Rtn4, also known as Nogo, is a protein encoded by the Rtn4 gene. It has multiple functions, being involved in regulating neuronal development, angiogenesis, and synaptic plasticity. It is associated with pathways related to neural network formation, autophagy, and cell migration [1,2,4,5,7]. Rtn4 is important in biological processes such as the development of synaptic circuits and the regulation of axonal regeneration, and it may also play a role in disease-related processes like cancer progression [1,3,6,8].

In gene-related functional studies, knockdown of Rtn4 by siRNA in a cerebral cortical infarction model reduced vascular autophagy markers and enhanced angiogenesis in the ipsilateral thalamus, rescuing neuronal loss and improving cognitive function, indicating its negative regulation of angiogenesis and secondary neural repair [2]. In mouse and human neurons in vitro, Rtn4r (encoding the RTN4/NoGo-Receptor) knockdown or treatment with a peptide inhibitor lowered ataxin-2 protein levels, and Rtn4r knockout mice had reduced ataxin-2 levels in vivo, suggesting a role in neurodegenerative diseases [3].

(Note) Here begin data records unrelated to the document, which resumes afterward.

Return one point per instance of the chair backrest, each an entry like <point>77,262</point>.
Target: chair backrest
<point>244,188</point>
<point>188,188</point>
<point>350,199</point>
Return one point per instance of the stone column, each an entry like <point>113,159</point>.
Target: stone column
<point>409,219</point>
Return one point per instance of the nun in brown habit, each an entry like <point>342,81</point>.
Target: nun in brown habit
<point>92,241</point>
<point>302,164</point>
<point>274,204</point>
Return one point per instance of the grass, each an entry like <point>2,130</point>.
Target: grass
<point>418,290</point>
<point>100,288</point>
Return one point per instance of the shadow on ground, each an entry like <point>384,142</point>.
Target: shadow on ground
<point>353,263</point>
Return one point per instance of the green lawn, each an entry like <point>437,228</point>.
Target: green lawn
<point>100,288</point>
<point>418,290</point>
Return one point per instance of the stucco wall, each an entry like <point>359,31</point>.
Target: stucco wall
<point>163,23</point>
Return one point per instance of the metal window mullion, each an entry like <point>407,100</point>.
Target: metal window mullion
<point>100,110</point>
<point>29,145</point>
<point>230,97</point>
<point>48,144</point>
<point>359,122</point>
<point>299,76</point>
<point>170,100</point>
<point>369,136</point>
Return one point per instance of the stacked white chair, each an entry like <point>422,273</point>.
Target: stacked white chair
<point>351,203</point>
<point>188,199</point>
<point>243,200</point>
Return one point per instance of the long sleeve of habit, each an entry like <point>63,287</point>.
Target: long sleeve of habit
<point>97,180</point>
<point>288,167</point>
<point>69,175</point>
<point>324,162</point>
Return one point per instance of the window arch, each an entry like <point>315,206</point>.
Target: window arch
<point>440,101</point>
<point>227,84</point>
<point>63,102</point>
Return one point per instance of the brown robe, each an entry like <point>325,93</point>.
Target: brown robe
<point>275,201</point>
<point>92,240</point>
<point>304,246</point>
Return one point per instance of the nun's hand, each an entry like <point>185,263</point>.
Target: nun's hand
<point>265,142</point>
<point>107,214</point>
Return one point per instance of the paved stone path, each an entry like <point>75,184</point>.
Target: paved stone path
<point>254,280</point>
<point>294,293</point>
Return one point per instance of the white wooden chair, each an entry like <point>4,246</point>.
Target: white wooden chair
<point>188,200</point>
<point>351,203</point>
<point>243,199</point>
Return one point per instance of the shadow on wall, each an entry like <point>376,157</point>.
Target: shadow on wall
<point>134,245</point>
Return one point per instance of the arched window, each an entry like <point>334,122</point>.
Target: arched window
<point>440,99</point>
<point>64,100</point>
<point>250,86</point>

In conclusion, Rtn4 is crucial for normal neuronal development, angiogenesis, and synaptic plasticity. Studies using gene knockout models, such as Rtn4r knockout mice, have revealed its potential roles in neurodegenerative diseases and in the regulation of angiogenesis and neural repair after cerebral infarction. These findings provide insights into the underlying mechanisms of related diseases and may offer new therapeutic targets.